= Gerhard Sabathil =

Former German-Hungarian EU diplomat who was falsely accused of spying for China

Gerhard Ernst Ottomar Sabathil (born 11 February 1954 in Pforzheim) is a German-Hungarian former EU diplomat.

Sabathil studied economics and history at LMU Munich and received his doctorate in 1981. He started his professional career in 1982 at the Deutsche Industrie- und Handelskammertag (Association of German Chambers of Industry and Commerce). His career at the European Union began in 1984 at the Directorate-General for Competition. This was followed by positions in the cabinet of Vice-President Karl-Heinz Narjes, as Head of Office to the Head of the Budget Directorate-General, Chargé d'Affaires at the EU delegations in Prague and Bratislava and Head of Unit for the Western Balkans in Brussels. From 2000 to 2004, Sabathil was EU Ambassador to Norway and Iceland, and from 2004 to 2008 Head of the EU Commission Representation in Germany.

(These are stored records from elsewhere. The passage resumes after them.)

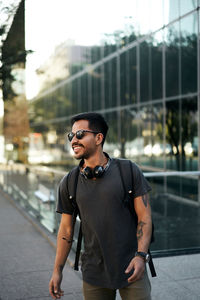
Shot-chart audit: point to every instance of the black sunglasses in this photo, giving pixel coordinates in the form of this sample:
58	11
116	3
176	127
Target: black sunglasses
79	134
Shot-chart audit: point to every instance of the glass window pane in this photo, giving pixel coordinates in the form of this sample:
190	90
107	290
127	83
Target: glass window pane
173	8
145	71
172	60
189	54
187	5
156	66
96	76
133	75
124	78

He was then Director in the EU Commission and the European External Action Service in Brussels until 2015, most recently for East Asia and the Pacific.

In 2020, the Generalbundesanwalt (Attorney General) investigated Sabathil on suspicion of "secret agent activity". Sabathil was alleged to be an "informant, tipster and recruiter" of the Chinese foreign intelligence service. Previously, in September 2016, his security clearance, without which no access to classified documents is possible, had been revoked, and since August 2018, he had been wiretapped by the Verfassungsschutz (BfV, Office for the Protection of the Constitution).

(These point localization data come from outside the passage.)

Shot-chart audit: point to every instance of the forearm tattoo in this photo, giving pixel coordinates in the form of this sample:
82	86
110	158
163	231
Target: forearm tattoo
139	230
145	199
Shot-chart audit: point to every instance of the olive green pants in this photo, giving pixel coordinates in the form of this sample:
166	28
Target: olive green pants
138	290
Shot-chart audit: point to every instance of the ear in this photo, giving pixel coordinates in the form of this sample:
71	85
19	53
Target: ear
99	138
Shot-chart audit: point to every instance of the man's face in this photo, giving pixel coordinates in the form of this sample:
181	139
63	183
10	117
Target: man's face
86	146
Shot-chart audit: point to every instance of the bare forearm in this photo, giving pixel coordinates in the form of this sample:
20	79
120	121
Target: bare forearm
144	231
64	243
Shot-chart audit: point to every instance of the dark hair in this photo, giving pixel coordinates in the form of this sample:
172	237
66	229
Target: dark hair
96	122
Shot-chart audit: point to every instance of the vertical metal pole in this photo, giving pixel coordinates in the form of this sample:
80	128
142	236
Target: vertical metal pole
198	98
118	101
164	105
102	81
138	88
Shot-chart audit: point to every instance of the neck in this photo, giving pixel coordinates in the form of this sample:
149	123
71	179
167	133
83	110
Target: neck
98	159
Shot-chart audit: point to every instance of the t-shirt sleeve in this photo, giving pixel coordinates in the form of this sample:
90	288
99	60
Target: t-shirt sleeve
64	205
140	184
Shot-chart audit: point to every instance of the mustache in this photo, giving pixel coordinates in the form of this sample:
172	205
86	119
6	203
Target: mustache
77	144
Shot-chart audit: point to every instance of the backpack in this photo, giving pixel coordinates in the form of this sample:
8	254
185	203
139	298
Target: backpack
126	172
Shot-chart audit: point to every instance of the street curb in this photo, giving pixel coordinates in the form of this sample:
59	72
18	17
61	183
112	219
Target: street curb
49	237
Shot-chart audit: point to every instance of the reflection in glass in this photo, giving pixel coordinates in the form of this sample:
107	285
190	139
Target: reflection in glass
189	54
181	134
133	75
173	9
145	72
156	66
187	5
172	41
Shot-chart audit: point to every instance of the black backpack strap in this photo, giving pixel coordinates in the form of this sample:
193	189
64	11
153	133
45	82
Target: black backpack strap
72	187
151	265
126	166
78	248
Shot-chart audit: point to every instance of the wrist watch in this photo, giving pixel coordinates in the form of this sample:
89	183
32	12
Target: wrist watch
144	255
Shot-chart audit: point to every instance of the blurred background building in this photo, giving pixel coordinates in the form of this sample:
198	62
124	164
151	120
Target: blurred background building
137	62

In November 2020, the investigation was closed. The Bundesanwaltschaft (Office of the Federal Prosecutor) reportedly criticised the BfV and voiced doubts about the credibility of the sources that were used for the accusations against Sabathil. According to the SAR, American intelligence agencies were feeding Germany falsified information about Sabathil in order to discredit him and damage diplomatic relations between the EU, Germany, and China.